In the fabrication of semiconductor devices, the surface of the semiconductor material in which the devices are fabricated must be substantially free of both physical and crystalline defects. A high degree of crystalline perfection is necessary to produce reliable devices having good electrical properties. In order to control the properties of such devices, it is necessary to be able to determine the quality of semiconductor material that is being used to make the devices.
Defects in semiconductor material (e.g., silicon, InP, InGaAsP or the like) include dislocations, stacking faults, oxygen precipitates and heavy metal precipitates. Such defects, which are often one to two microns in size, have been detected using a variety of techniques including etch pit analysis, x-ray topography and electron beam induced current.
Etch pit analysis involves etching a silicon wafer and then viewing the pits that grow in the defective areas under an interference microscope. Individual stacking faults, dislocations and saucer pits can be distinguished after etching by the shape of the pits that each defect causes to grow. X-ray topography is accomplished by setting up an x-ray beam, the wafer and a film to catch Bragg-reflected rays. The relative angular positions of these three components are such that the Bragg law is satisfied when the beam strikes good material, but is not satisfied when it encounters defects. The film and sample are translated such that the reflected beam intensity for all points on the wafer are mapped onto the film. Spatial resolutions of 1-10 microns can be attained after 3 to 20 hours of exposure.
Electron beam induced current (EBIC) is accomplished inside a scanning electron microscope (SEM). The SEM beam is used to induce carriers within a sample, which are then separated by an electric field. The field is created by either a pn junction within the sample, a Schottky junction on the surface of the sample, or by mounting the sample within an external field. Contact to the sample is generally accomplished with silver paste or spring loaded fine wires. As the SEM beam is rastered in x-y plane the collected carriers provide intensity modulation of an x-y display. Carrier recombination at defects allows them to appear dark on the display screen, down to a spatial resolution of 0.5 micron. Although these techniques image defects with high spatial resolution in semiconductor material, they are either destructive, time consuming and/or require a vacuum.
One non-destructive optical technique for determining electrical non-uniformities in semiconductor wafers is described in U.S. Pat. No. 4,211,488 to Kleinknecht which issued on July 8, 1980. That patent makes use of the fact that crystalline imperfections or doping striations in a semiconductor wafer cause lower carrier lifetime and/or mobility during photoexcitation and therefore change the infrared reflectance of the material. The electrical non-uniformities or defective areas are detected by irradiating an area of the semiconductor wafer with a beam of monochromatic light having energy greater than the bandgap energy of the semiconductor wafer material.

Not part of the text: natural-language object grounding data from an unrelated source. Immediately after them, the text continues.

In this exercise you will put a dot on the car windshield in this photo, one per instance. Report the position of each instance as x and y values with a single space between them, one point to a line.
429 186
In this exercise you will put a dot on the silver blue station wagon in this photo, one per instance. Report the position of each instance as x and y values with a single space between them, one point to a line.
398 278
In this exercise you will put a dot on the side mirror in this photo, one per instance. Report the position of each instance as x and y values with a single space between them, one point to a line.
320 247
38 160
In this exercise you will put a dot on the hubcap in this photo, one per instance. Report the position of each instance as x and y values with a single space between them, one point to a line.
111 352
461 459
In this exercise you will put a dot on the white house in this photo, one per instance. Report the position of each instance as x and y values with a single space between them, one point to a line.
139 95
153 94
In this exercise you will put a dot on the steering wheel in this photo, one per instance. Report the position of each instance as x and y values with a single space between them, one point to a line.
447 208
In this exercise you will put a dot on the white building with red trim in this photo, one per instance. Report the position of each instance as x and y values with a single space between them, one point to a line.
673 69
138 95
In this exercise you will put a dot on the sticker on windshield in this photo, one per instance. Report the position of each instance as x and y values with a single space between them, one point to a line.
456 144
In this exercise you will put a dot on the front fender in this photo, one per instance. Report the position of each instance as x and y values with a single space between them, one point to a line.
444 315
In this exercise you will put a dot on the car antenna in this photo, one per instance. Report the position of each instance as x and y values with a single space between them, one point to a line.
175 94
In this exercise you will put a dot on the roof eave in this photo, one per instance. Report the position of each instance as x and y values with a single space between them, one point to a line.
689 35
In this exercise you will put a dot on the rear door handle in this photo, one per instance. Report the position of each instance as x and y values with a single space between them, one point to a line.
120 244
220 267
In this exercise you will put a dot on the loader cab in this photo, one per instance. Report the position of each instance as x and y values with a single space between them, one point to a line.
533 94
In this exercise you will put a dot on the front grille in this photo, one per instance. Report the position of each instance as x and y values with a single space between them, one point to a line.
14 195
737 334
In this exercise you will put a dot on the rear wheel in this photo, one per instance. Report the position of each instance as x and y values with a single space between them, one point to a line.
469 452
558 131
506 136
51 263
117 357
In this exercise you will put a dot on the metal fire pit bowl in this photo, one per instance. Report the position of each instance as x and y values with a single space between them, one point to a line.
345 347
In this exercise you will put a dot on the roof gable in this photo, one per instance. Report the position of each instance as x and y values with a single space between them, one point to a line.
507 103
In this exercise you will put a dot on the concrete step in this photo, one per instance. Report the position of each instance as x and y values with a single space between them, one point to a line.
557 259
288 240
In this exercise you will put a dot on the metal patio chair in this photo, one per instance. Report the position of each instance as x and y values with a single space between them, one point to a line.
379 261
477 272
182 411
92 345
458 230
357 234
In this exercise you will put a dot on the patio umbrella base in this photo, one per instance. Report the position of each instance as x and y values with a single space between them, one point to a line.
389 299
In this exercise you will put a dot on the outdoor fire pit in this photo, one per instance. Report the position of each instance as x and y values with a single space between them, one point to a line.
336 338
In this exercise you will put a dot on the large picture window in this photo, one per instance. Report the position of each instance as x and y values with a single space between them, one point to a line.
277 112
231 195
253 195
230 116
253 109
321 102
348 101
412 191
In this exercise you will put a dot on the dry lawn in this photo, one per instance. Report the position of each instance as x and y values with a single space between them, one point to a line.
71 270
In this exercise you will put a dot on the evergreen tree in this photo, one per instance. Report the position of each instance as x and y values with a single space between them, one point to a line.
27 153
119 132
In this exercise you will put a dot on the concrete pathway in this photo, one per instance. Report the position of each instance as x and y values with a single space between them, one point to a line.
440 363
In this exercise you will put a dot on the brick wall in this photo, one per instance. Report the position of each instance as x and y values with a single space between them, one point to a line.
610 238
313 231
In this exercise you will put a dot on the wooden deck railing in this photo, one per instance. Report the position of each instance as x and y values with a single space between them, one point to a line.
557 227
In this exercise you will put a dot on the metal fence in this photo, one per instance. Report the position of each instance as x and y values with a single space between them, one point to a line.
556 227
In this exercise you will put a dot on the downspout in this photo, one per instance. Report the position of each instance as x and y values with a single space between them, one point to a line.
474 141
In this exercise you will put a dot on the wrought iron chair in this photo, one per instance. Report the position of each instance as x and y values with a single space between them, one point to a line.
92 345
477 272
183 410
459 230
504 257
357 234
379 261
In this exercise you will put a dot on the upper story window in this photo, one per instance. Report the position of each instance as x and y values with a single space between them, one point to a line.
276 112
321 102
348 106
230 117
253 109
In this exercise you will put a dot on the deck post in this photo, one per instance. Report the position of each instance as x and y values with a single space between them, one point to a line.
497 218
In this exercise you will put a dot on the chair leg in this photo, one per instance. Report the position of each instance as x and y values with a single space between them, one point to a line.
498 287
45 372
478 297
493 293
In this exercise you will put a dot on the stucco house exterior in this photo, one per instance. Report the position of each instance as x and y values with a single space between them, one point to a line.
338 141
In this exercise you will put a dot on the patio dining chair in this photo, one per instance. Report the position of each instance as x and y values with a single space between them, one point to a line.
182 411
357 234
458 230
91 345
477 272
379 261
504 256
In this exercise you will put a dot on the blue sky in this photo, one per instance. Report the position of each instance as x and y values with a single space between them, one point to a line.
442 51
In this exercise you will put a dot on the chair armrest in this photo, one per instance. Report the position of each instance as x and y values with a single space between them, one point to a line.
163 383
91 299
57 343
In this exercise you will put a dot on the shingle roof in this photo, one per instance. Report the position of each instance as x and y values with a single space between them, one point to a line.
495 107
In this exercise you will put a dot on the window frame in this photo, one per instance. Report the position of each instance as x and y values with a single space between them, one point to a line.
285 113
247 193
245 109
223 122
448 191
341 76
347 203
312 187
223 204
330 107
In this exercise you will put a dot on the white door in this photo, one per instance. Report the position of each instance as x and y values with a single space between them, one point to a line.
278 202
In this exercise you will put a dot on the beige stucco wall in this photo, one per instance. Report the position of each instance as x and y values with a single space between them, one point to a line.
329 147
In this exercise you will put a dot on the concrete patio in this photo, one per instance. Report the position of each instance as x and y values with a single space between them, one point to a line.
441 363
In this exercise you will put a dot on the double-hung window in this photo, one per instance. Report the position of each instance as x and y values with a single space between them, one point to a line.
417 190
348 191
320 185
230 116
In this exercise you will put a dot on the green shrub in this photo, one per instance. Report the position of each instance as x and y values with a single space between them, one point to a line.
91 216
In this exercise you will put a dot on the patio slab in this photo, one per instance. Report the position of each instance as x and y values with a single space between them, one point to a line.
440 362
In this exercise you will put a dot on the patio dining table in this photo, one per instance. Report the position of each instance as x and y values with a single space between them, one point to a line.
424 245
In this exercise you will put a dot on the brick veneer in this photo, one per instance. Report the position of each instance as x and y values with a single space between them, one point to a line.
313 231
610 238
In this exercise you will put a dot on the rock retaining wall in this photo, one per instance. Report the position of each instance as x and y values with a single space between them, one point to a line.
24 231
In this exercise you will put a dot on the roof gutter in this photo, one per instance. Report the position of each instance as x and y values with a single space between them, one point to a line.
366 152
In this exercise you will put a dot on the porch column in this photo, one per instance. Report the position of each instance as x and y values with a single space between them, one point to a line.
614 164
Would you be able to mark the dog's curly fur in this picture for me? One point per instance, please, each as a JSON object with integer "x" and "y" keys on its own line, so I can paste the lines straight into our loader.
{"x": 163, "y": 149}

This will photoexcite (i.e., pump) a high density of electrons and holes which changes the infrared reflectance at the pumped area. The same surface area of the wafer is simultaneously irradiated with a second beam of monochromatic light having an energy less than the bandgap of the semiconductor material, whereby part of the second beam is reflected from the surface.
If the monitored area has moderate to low defect density and high carrier mobility, the reflectance of the surface will change during photoexcitation and the intensity of the reflected second beam will also change. However, if there is a high defect density within the area the reflectance of the surface will not change during photoexcitation and the intensity of the reflected second beam will remain unchanged. The intensity of the reflected beam is detected and the magnitude thereof is a measure of the carrier mobility and recombination time which is directly related to the density of the surface or near surface defects in the semiconductor material. The light beams in the Kleinknecht patent simultaneously illuminate an area of about 0.25 square mm.
Although such a technique can effectively provide information as to the average carrier lifetime and mobility over the 0.25 square mm area, it cannot resolve individual defects of one to two microns in size. There are two fundamental reasons for this fact. First, the laser providing the below-bandgap energy emits long wavelength light in the infrared part of the spectrum. Since basic diffraction theory predicts that minimum obtainable spot size is proportional to the f number times the wavelength, infrared light having wavelengths of interest for defect detection can be focused to spots no smaller than 10 to 20 microns. Second, the probe beam in the Kleinknecht patent has a high angle of incidence with respect to a normal to the wafer surface. This high angle leads to a further enlargement of the probe beam spot. Therefore, such a technique cannot focus the infrared beam to a small enough spot to resolve individual defects, of micron size, due to accepted basic optical theory. However, there is clearly great interest in resolving these micron-sized defects due to their influence on VLSI circuits having micron-sized features.
Accordingly, there is a need for a non-destructive defect detection system in which individual defects of one to two microns in size can be resolved.